Fue entonces cuando apareció ante la puerta Isabel, la niña
más guapa, pensó Azucena que hubiese visto nunca. Isabel era alta, delgada, de
tez clara llena de pecas, el pelo largo, muy largo y unos ojos increíblemente
azules.
Azucena era más bien “gordita” (su padre siempre la llamaba
“mi gordi”, algo que nunca le hizo mucha gracia, por lo que sólo se lo permitía
a él y a nadie más), no demasiado alta, ojos color miel y el pelo, castaño,
cortado “a lo chico”. Siempre se lo cortaba su madre porque a Azucena le daba
vergüenza reconocer ante una peluquera que, aunque fuese una niña, nunca le
había gustado llevar el pelo largo, algo que siempre achacó a su aversión a las
coletas, las trenzas…los lazos de cualquier tipo y color.

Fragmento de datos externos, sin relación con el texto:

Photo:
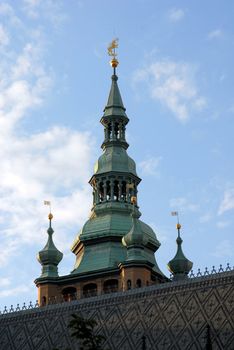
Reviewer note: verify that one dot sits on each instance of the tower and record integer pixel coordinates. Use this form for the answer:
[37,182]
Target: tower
[114,249]
[179,266]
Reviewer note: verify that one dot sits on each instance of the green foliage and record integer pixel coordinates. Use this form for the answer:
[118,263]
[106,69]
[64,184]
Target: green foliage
[83,330]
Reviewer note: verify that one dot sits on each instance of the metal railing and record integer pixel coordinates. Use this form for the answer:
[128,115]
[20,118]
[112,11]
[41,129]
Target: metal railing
[75,296]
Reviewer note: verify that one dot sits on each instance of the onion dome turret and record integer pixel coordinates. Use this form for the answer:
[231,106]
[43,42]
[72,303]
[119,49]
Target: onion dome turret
[49,257]
[179,266]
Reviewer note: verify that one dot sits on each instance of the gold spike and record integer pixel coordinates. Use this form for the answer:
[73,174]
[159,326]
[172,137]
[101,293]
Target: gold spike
[111,52]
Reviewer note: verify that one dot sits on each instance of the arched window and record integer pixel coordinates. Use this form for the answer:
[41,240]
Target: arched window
[108,190]
[110,286]
[90,290]
[43,301]
[138,283]
[116,190]
[69,293]
[101,192]
[124,191]
[129,284]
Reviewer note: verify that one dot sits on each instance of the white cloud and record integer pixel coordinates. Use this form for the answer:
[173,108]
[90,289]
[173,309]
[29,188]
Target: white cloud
[223,224]
[53,164]
[14,291]
[49,9]
[150,165]
[173,84]
[215,34]
[205,218]
[227,202]
[183,204]
[223,249]
[4,37]
[176,15]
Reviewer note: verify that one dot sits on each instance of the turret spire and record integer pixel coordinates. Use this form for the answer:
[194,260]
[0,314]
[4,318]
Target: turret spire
[49,257]
[179,266]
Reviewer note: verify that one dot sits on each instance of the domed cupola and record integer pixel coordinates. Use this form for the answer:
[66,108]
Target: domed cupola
[49,257]
[179,266]
[135,240]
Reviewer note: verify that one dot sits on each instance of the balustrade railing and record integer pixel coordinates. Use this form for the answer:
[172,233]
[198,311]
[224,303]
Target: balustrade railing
[74,296]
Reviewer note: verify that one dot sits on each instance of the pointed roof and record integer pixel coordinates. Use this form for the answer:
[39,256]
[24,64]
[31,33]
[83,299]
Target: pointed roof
[114,105]
[179,266]
[135,237]
[49,257]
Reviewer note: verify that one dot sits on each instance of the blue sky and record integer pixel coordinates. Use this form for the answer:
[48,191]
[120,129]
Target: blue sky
[176,80]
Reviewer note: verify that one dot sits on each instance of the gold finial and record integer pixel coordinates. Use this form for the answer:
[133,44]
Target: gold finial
[134,200]
[111,52]
[178,226]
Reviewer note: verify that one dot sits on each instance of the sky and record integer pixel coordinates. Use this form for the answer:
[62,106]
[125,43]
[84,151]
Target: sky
[176,80]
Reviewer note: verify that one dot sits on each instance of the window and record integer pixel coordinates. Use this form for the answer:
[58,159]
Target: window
[90,290]
[138,283]
[129,284]
[69,293]
[110,286]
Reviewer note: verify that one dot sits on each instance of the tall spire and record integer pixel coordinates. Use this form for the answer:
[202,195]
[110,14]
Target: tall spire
[98,246]
[179,266]
[114,118]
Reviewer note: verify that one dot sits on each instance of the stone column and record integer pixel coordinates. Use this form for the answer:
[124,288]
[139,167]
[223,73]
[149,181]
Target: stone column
[104,187]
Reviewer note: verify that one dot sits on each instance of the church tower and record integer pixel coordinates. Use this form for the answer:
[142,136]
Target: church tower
[114,249]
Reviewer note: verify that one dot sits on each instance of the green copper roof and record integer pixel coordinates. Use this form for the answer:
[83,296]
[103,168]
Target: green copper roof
[179,266]
[114,105]
[135,237]
[49,257]
[98,246]
[115,159]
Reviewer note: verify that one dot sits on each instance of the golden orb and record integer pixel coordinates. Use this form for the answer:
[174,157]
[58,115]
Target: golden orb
[114,63]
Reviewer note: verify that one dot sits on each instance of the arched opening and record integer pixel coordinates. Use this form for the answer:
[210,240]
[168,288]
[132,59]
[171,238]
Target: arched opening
[90,290]
[124,191]
[138,283]
[101,192]
[108,190]
[69,293]
[129,284]
[43,301]
[116,130]
[109,131]
[110,286]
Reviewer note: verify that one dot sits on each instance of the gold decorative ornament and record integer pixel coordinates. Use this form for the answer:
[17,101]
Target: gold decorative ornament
[133,200]
[111,52]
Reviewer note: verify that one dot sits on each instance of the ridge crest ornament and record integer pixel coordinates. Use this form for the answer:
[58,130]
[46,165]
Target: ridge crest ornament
[112,52]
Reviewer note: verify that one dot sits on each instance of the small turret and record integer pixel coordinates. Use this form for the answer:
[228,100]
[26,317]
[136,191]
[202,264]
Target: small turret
[49,257]
[135,240]
[179,266]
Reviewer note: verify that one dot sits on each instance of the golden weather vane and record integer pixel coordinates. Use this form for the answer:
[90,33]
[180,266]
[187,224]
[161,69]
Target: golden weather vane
[112,52]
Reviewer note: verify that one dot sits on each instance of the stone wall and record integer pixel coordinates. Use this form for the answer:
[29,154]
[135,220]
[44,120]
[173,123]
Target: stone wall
[173,315]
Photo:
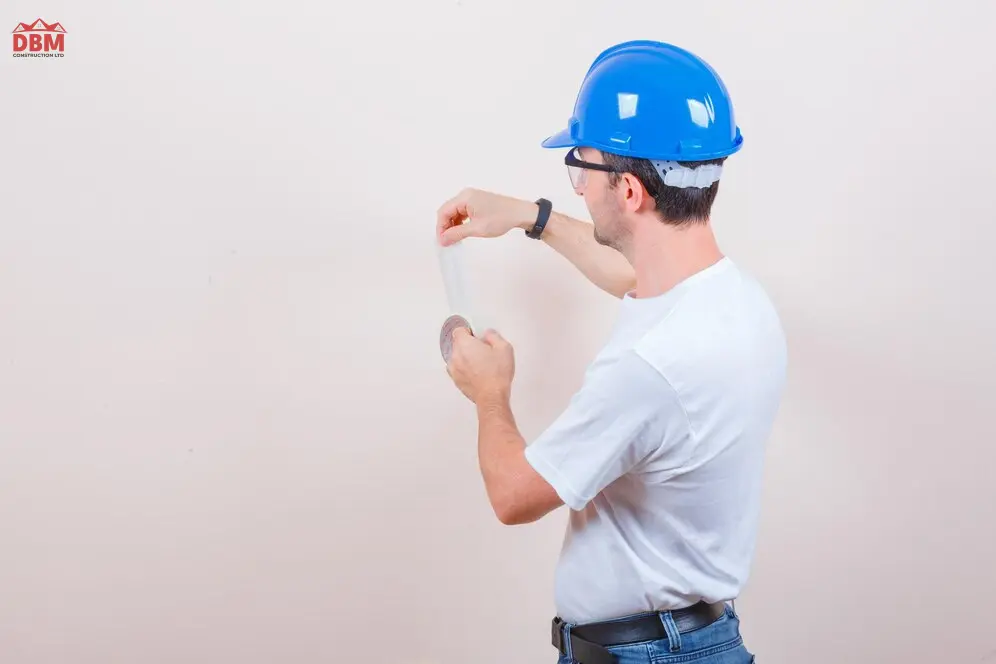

Isabel sonrió y, tras presentarse, preguntó a Azucena qué
era lo que quería; ésta, en un primer momento, no supo que responder,
aparentemente ¡se había quedado muda o, al menos, aquello que quería decir era
incapaz de llegar del cerebro a la boca!, hasta que por fin reaccionó y le dijo
a Isabel que venía a presentarse y a preguntar si necesitaban algún tipo de
ayuda. Isabel, tras darle las gracias, le respondió que sus padres junto a su
hermano mayor, Pedro, y los operarios de la empresa que realiza la mudanza se
estaban encargando de todo; es más, le confesó que se sentía un poco relegada
porque, además de no permitirle colaborar en nada de la mudanza y, muy
probablemente, debido a ésta, se les había olvidado que era diecisiete de
abril, el día en el que cumplía doce años.
-¿No me digas que hoy
es tu cumpleaños?- preguntó Azucena a Isabel, añadiendo.
-¡Pero si también es
el mío!.
Ambas al unísono dijeron - ¡qué casualidad!-y fue a partir
de ese momento cuando, aunque ellas aun no lo sabían, sus vidas empezaron a
compartir una misma senda.
Azucena le contó a Isabel que sus padres eran enemigos de
todo tipo de festejos y celebraciones desde la muerte de su hermano, Alberto,
hace tres años, tras mucho tiempo enfermo de leucemia. Azucena, aunque aun
recordaba con tristeza el fallecimiento de su hermano, le horrorizaba pensar
que desde aquel trágico acontecimiento, su casa se había convertido en una
“tumba” habitada por sus padres, ella y el recuerdo constante de su hermano.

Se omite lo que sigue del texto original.